Let’s consider a thought experiment.
Suppose a second Great Depression happened, and the evidence of its harm was overwhelming. Unemployment shot up to 24% and GDP dropped by almost 30%. By every sense of the imagination, the economic collapse was catastrophic. Now suppose you are confronted with the following argument:
“People are suffering, so we simply have to do something. Therefore we need to enact a second New Deal modeled directly after the first one. Time is of the essence so we must do it now. If you oppose it, you are simply engaging in obstruction and denying the economic reality of the disaster we face.”

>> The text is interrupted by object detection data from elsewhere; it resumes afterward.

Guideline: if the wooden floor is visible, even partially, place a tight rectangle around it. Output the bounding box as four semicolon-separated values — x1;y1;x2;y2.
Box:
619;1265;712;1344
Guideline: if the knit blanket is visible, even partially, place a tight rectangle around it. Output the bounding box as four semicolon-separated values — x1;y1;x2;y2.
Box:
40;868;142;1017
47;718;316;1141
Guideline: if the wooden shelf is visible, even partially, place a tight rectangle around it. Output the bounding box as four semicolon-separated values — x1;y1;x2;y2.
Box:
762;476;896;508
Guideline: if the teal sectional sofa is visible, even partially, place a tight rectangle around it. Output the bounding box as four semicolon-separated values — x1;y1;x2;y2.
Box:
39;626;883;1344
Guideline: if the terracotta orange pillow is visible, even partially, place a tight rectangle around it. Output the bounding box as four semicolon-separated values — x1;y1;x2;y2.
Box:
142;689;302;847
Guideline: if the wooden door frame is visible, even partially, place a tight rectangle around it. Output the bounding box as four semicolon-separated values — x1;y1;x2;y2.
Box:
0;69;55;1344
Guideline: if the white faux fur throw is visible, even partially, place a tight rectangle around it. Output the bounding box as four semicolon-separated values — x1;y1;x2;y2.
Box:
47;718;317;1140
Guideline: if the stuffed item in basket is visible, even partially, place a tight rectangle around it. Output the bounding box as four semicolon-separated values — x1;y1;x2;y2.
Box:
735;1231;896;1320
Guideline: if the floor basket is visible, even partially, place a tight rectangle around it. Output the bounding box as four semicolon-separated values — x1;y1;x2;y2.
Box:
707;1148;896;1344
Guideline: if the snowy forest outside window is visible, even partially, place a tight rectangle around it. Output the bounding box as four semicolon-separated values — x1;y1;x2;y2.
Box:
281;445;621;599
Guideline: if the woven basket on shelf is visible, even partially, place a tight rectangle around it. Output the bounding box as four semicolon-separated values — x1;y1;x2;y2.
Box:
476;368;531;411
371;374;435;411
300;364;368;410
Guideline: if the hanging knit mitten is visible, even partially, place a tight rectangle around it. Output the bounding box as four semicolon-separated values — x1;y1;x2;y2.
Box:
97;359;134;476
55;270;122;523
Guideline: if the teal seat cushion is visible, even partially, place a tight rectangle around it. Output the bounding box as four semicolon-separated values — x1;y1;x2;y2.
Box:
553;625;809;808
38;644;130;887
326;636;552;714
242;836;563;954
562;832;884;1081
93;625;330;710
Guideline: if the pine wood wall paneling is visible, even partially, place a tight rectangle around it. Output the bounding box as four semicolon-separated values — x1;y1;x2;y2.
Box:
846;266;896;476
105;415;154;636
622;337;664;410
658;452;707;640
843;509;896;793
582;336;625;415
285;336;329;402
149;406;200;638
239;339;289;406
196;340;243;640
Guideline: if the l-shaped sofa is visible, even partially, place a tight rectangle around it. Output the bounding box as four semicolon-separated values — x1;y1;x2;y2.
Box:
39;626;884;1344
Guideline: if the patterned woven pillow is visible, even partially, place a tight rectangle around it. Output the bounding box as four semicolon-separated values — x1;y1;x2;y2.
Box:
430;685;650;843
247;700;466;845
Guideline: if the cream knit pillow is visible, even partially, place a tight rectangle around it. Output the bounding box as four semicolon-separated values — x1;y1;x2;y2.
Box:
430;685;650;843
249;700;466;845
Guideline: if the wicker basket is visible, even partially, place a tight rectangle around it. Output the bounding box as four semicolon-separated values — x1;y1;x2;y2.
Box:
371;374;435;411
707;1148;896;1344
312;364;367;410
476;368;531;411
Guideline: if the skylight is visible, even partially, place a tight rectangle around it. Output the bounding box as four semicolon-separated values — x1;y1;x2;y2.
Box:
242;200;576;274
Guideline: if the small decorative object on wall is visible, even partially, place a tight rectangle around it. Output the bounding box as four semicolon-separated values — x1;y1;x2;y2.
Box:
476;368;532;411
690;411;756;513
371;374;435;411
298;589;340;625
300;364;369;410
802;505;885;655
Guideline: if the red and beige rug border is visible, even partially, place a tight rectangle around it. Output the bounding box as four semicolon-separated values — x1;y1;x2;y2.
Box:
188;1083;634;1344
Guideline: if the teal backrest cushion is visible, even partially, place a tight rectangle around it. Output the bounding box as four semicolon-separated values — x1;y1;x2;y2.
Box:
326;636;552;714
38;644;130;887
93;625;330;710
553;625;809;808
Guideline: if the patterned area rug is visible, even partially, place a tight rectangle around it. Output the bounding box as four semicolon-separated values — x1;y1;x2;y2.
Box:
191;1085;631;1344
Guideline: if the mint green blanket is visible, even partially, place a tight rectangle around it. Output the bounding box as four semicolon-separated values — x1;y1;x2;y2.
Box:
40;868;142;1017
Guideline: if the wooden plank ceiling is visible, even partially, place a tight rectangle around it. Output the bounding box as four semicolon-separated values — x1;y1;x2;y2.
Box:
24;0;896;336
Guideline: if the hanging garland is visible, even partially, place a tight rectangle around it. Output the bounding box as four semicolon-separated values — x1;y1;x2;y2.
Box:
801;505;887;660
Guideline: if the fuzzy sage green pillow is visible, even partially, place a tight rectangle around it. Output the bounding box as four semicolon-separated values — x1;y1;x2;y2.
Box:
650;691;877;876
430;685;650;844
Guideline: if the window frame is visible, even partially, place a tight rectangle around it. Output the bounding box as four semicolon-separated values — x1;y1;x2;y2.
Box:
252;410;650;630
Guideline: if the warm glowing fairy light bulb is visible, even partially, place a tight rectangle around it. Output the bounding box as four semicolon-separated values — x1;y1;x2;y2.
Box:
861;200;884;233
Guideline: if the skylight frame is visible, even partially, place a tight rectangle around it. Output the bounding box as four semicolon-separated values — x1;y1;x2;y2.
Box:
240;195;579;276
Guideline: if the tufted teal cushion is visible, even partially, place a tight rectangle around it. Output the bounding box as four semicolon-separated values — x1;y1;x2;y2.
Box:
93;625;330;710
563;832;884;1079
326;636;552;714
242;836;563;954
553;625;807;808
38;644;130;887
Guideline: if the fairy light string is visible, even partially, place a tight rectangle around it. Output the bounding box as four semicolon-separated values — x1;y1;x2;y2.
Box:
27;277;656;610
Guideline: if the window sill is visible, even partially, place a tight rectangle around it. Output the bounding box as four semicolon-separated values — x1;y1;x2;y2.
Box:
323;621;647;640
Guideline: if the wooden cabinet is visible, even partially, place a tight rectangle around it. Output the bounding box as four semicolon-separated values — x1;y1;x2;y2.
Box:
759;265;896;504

If you possess an even mild amount of skepticism for New Dealer macroeconomics and central planning, I suspect you would find this line of argument to be objectionable. For starters, it is a complete non-sequitur to assert that a specific policy necessarily follows from the reality of an economic collapse, or the existance of suffering. Strong evidence also suggests the proposed solution didn’t work the first time, and will actually make conditions worse by extending the misery of the initial catastrophe. But the person making this argument also insults your intelligence by suggesting that your reasonable and factually grounded skepticism to a suite of empirically disastrous policies is rooted in some form of dogmatic knuckle-dragging denialism. Or callous apathy toward suffering.
Suppose then that your interlocutor realizes he’s not convincing you, so he adds a new line of argument:
“I know a second New Deal is not perfect, but things are really bad and we still have to do something. The catastrophe we’re facing is undeniable. The solution I’m proposing is still a lot better than Marxism, so you should accept it as an improvement over the alternative in a non-ideal situation.”
You might credit him for dropping the assumption of ill-will that characterized his first line of attack, but I suspect you would still find his argument lacking. He has added a false dilemma to the initial non-sequitur, which still erroneously assumes that the existence of the Depression is its own reason for doing something. And he still hasn’t answered your initial objection, which is that he’s pushing a deeply flawed and dangerous policy that carries a high likelihood of doing a great amount of harm.
So tell me: why do some very sensible people who immediately see the obvious faults in the argument for a second New Deal accept and even deploy these exact same lines of reasoning when the ‘crisis’ is not a second Great Depression but rather climate change? Or when the ‘solution’ is a Pigouvian carbon tax?